Surrey, meanwhile, consistently attracts crowds in excess of 20,000.
But with the non-Hundred counties actively involved in conversations over what their future might look like, there’s an increasing feeling that something has to give.
“The Hundred will become the short format of the English game but it will be in a T20 rather than the Hundred ball form,” says Rob Wilson, Sports Finance expert at the University Campus of Football Business (UCFB).
“You’ll then have this international competition where you’ll have teams from the Big Bash, the IPL and the South African T20, coming together to play each other: cricket’s answer to the Champions League.
“Where does this leave those counties who don’t host internationals or have an associated Hundred franchise? That’s the million dollar question, I guess.
“My feeling would be that they play in a second division of the Hundred and effectively become feeder clubs for these bigger teams.
“The ECB, meanwhile, stops funding the teams in the top tier, who should be making enough thorough the Hundred and through hosting England games to be self-sustaining, and uses that money to fund those other counties.”
That’s a realistic vision, albeit one which wouldn’t necessarily win widespread approval at Hove, Derby and a fair few places in between.
For a competition that’s only 23 years old, you could argue that the Blast has witnessed more change in its sport than the FA Cup has in its 154 year existence.
Whether it’s now a relic itself is a moot point.

There are plenty who believe that a bit of imagination and a large dollop of marketing expenditure could have turned the Blast into one of the world’s most attractive T20 leagues.
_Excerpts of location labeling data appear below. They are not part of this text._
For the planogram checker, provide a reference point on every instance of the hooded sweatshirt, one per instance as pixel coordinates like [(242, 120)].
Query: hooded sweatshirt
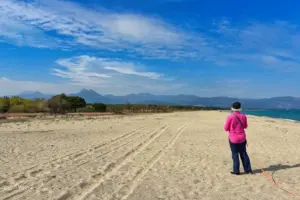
[(235, 128)]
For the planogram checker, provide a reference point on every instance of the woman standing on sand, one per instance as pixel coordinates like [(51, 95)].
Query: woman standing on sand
[(236, 123)]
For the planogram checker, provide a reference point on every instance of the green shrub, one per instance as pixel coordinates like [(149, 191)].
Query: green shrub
[(86, 109), (99, 107)]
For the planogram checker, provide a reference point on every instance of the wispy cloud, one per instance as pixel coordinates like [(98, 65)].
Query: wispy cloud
[(57, 23), (88, 70), (273, 45), (98, 29)]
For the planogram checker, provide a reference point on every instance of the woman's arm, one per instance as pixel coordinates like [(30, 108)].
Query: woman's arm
[(246, 122)]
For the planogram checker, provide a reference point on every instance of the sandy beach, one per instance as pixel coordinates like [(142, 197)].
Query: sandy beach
[(170, 156)]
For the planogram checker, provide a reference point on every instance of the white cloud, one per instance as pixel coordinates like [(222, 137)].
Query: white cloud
[(98, 29), (14, 87), (87, 70)]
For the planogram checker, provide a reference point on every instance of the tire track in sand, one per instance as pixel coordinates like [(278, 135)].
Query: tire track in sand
[(123, 192), (75, 154), (113, 168), (14, 186), (142, 172)]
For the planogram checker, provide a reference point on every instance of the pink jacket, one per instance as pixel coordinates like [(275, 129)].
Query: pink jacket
[(236, 130)]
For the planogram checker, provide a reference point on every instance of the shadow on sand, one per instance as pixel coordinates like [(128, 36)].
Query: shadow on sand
[(274, 168)]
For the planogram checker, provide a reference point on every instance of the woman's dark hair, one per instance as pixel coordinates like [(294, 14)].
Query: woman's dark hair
[(236, 105)]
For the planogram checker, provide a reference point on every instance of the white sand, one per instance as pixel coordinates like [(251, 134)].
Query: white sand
[(162, 156)]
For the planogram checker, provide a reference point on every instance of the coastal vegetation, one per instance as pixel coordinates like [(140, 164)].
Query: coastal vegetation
[(61, 104)]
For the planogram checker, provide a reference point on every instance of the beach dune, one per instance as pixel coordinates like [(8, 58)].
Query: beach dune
[(173, 156)]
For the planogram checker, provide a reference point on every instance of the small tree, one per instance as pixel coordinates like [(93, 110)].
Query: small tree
[(99, 107), (76, 102), (54, 104), (5, 105)]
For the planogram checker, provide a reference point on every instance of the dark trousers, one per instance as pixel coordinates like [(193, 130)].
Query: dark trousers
[(240, 150)]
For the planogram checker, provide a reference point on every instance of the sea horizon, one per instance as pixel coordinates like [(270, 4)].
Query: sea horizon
[(285, 114)]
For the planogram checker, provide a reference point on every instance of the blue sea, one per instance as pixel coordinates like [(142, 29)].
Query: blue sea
[(281, 114)]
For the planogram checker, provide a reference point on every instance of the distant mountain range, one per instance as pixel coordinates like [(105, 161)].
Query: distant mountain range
[(145, 98)]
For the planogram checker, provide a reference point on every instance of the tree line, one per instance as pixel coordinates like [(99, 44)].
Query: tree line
[(65, 104)]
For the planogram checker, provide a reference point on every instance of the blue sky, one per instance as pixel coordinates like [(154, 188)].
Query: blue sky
[(206, 48)]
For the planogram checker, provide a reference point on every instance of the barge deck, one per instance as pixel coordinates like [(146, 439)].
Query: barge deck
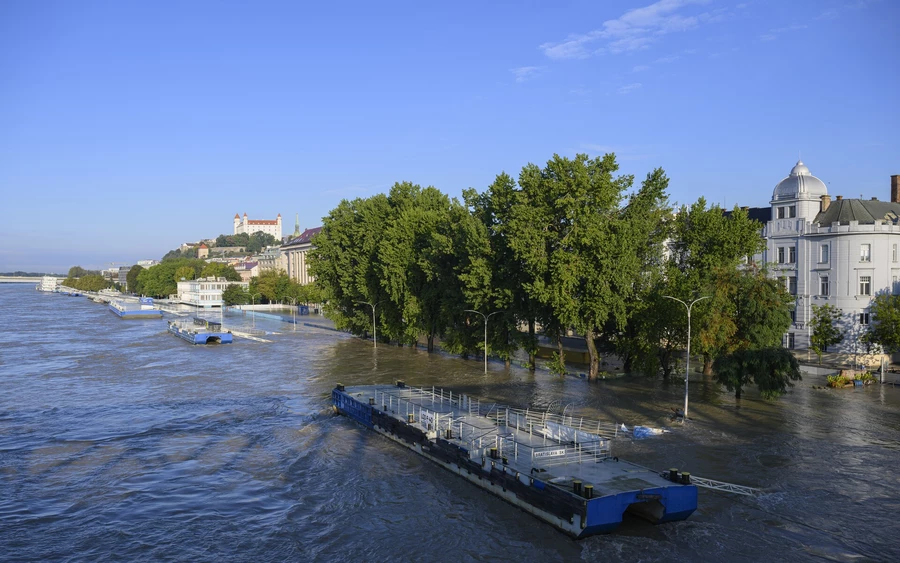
[(560, 469)]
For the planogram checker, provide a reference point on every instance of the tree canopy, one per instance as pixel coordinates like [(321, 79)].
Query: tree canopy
[(773, 370), (568, 246)]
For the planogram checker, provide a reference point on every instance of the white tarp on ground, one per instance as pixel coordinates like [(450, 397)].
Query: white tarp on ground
[(563, 433)]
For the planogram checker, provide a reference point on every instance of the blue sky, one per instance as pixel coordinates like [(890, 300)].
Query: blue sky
[(128, 128)]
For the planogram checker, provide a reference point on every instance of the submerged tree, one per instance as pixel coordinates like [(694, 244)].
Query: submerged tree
[(825, 331), (773, 370), (884, 330), (581, 247)]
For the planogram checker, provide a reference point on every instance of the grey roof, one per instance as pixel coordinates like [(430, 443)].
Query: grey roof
[(800, 183), (761, 214), (865, 211)]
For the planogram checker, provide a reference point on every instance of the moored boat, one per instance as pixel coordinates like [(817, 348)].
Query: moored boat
[(200, 331), (559, 469), (143, 309), (48, 284)]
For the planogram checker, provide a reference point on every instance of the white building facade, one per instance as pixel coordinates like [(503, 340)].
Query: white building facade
[(296, 252), (841, 252), (204, 292)]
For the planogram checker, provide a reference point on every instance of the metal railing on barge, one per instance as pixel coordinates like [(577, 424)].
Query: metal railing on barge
[(491, 429)]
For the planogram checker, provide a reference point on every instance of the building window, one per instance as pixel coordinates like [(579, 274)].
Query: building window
[(865, 285), (787, 254), (787, 212)]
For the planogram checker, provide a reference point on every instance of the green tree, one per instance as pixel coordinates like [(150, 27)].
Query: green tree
[(344, 262), (707, 248), (884, 328), (496, 279), (773, 370), (185, 272), (160, 280), (131, 279), (582, 247), (825, 331)]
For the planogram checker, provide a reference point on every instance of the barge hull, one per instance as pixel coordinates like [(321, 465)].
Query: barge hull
[(573, 514)]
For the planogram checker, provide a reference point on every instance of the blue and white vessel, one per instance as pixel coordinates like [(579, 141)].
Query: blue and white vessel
[(49, 284), (143, 309), (559, 469), (201, 331)]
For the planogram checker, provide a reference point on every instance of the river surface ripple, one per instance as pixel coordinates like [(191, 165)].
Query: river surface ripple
[(120, 442)]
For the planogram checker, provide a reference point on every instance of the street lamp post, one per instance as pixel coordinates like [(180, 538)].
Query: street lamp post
[(687, 363), (374, 326), (294, 311), (485, 331), (253, 297)]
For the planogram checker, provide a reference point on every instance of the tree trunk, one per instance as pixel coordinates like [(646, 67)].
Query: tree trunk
[(594, 369), (531, 345), (560, 351), (665, 360), (707, 365)]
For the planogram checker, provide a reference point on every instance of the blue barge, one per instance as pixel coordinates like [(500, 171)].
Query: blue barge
[(200, 331), (143, 309), (559, 469)]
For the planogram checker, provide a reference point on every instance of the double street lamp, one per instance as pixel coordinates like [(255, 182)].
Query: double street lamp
[(687, 363), (294, 312), (374, 327), (253, 297), (485, 317)]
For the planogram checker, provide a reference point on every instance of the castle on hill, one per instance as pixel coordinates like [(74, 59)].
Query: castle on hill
[(250, 226)]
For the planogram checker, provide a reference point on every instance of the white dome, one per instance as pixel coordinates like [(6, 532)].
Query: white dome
[(800, 185)]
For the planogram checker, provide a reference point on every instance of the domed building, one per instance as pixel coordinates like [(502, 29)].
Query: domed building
[(840, 252)]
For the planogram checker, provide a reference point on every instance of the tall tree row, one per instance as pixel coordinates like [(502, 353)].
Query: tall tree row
[(572, 246)]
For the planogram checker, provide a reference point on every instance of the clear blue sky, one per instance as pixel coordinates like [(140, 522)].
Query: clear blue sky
[(128, 128)]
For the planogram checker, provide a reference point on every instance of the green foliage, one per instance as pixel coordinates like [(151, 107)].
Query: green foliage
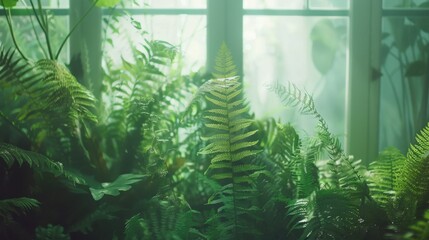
[(51, 232), (414, 179), (328, 214), (11, 154), (106, 3), (166, 219), (122, 183), (383, 179), (230, 148), (8, 3), (17, 206), (136, 228), (419, 230)]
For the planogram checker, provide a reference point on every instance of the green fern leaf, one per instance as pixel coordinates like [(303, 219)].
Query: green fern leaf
[(414, 177), (383, 176), (418, 230), (122, 183), (17, 206), (230, 147)]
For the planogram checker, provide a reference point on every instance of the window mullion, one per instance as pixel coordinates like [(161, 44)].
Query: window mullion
[(85, 45), (363, 87), (225, 24)]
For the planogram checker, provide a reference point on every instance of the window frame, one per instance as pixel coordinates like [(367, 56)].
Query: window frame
[(225, 24)]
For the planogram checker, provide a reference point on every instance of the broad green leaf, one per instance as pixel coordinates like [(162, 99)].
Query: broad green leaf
[(416, 68), (106, 3), (8, 3), (122, 183)]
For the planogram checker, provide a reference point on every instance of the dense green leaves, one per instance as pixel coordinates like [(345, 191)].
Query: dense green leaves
[(231, 149), (106, 3), (17, 205), (414, 178), (122, 183), (8, 3)]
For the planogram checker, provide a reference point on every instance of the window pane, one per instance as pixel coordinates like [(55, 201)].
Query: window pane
[(166, 3), (405, 4), (187, 32), (296, 4), (307, 51), (289, 4), (404, 83), (329, 4), (46, 3), (33, 44)]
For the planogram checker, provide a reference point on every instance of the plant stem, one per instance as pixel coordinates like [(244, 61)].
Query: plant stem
[(43, 24), (45, 54), (74, 28), (2, 115), (12, 33)]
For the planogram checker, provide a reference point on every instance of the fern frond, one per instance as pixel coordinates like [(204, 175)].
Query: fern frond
[(85, 224), (167, 220), (326, 214), (13, 69), (414, 177), (345, 172), (63, 97), (231, 148), (51, 232), (383, 176), (17, 206), (136, 228), (419, 230), (11, 154)]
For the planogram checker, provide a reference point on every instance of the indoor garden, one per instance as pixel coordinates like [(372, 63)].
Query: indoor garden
[(214, 119)]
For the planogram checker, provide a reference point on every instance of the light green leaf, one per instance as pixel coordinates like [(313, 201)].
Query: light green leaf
[(106, 3), (8, 3), (122, 183)]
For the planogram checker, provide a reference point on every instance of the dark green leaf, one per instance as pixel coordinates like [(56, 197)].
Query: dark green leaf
[(8, 3), (122, 183), (106, 3)]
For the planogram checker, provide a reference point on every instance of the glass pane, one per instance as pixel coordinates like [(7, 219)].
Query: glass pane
[(405, 4), (33, 42), (329, 4), (404, 83), (289, 4), (309, 52), (45, 3), (166, 3), (186, 32)]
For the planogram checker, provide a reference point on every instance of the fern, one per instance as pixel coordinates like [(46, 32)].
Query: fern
[(383, 176), (418, 230), (53, 97), (136, 228), (414, 177), (51, 232), (17, 206), (325, 214), (230, 149), (166, 219), (11, 154)]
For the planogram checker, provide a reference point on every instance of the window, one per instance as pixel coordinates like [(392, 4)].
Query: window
[(363, 61)]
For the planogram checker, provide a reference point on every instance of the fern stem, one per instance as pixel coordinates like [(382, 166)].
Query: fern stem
[(12, 33), (45, 54), (43, 25), (11, 123), (74, 28)]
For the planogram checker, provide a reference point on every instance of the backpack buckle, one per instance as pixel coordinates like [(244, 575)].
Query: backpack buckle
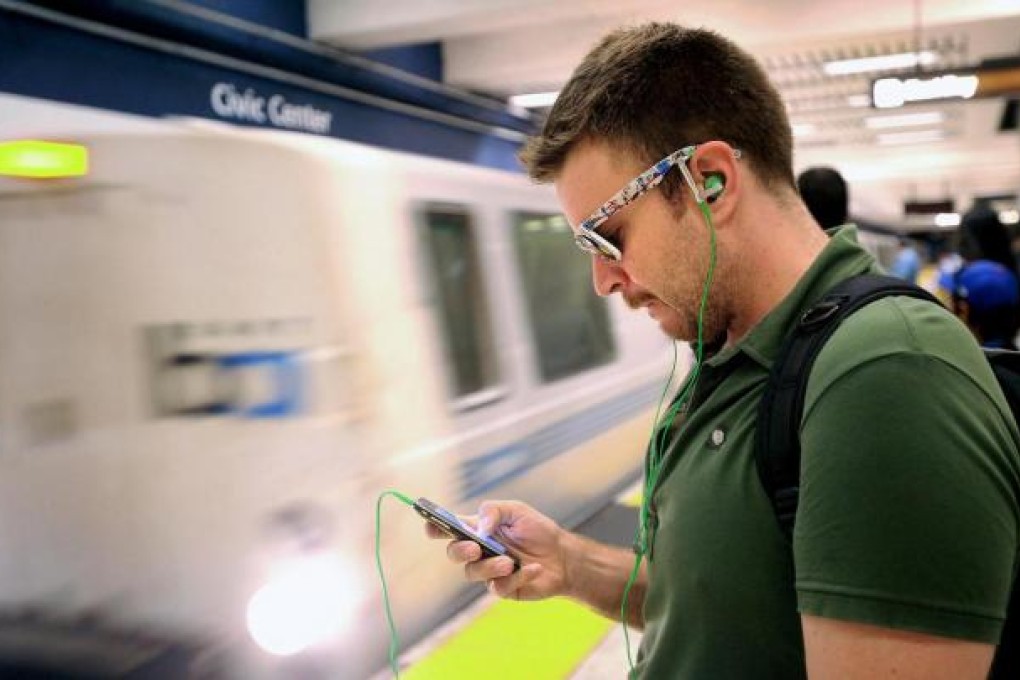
[(821, 312)]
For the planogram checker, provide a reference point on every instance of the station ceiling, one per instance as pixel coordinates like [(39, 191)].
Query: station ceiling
[(511, 47)]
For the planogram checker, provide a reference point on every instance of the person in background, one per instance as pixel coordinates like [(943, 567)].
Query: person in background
[(985, 297), (908, 263), (671, 155), (824, 193), (983, 237)]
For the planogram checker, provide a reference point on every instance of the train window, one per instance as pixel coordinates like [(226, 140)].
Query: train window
[(461, 296), (569, 322)]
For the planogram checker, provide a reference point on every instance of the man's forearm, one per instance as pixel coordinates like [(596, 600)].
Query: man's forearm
[(597, 575)]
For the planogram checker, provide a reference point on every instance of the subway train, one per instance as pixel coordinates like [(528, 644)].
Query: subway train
[(219, 346)]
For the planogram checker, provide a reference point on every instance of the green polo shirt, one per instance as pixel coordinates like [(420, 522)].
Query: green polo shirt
[(908, 516)]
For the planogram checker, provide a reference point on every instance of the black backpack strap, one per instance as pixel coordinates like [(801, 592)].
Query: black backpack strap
[(777, 445)]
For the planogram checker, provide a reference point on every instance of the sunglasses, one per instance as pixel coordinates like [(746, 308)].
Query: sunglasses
[(588, 238)]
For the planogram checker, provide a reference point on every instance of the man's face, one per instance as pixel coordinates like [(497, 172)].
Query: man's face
[(665, 249)]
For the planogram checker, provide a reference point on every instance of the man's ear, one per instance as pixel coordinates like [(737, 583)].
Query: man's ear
[(716, 170)]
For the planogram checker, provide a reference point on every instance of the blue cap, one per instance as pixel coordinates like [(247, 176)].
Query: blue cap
[(986, 285)]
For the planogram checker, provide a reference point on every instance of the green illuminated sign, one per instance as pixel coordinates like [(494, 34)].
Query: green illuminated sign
[(43, 159)]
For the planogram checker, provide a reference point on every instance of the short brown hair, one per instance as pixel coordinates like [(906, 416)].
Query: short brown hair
[(655, 88)]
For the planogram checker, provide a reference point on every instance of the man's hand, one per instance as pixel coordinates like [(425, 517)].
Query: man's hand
[(537, 541)]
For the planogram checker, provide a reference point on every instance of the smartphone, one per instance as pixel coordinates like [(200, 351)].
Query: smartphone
[(453, 527)]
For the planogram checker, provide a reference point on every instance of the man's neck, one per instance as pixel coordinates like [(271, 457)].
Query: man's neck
[(779, 243)]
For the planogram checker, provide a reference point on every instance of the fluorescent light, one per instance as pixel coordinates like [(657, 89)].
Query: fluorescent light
[(948, 219), (31, 158), (881, 62), (803, 128), (912, 138), (904, 119), (534, 101), (889, 92)]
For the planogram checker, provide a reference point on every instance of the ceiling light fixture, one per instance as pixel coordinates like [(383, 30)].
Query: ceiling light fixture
[(946, 219), (891, 92), (534, 101), (803, 128), (918, 137)]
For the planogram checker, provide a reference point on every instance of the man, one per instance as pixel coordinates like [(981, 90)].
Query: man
[(903, 553), (824, 193), (907, 264), (985, 297)]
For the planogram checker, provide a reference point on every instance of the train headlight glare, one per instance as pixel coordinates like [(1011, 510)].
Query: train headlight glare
[(308, 602)]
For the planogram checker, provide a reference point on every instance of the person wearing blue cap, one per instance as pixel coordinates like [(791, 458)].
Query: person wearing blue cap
[(986, 297)]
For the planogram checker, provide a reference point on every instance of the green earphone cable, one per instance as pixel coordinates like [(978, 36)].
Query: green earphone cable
[(658, 438), (394, 639)]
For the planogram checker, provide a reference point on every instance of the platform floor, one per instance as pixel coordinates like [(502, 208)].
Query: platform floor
[(553, 640)]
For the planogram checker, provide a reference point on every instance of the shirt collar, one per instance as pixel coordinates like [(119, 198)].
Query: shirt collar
[(843, 257)]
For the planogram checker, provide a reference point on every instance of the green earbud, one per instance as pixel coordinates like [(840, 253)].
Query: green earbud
[(713, 187)]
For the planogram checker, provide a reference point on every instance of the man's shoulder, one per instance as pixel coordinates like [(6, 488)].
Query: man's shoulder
[(895, 327)]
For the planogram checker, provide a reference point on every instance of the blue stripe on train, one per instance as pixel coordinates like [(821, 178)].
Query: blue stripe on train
[(497, 467)]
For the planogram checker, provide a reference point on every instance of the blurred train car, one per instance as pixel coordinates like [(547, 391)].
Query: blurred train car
[(219, 346)]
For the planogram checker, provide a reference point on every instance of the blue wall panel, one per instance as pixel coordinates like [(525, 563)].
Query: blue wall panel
[(424, 59), (287, 15), (52, 61)]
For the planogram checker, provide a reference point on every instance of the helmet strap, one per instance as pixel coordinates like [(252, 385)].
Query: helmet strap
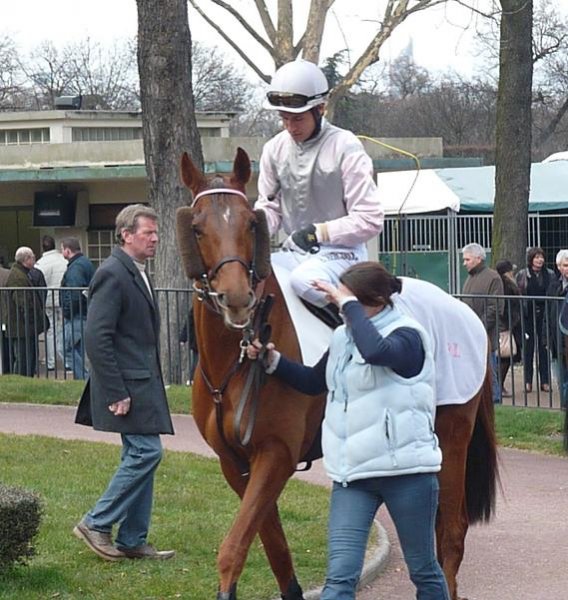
[(318, 116)]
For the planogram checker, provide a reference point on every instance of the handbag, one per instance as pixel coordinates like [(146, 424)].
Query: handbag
[(507, 345)]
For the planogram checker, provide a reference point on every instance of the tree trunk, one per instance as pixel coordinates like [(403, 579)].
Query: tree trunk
[(513, 132), (169, 128), (168, 120)]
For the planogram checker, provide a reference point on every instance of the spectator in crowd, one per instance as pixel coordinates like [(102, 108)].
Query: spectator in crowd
[(25, 312), (4, 340), (79, 272), (379, 374), (558, 348), (53, 266), (484, 282), (534, 280), (511, 314), (316, 183), (125, 392)]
And it’s still largely popular with the players.
James Vince is the leading runscorer in the competition’s history and has returned to Hampshire again this season to lead his county.
“The Blast gives you the opportunity to play for your county and for your supporters to support the county they love,” he says.
“It’s become a bit of unique competition, it’s not franchise cricket and it has a very different feel to it.
“It’s always nice to come back here and see familiar faces. It’s still a tournament I love and I think a lot of other players would tell you the same thing.”
In cricket, though, as recent history has proved, money talks.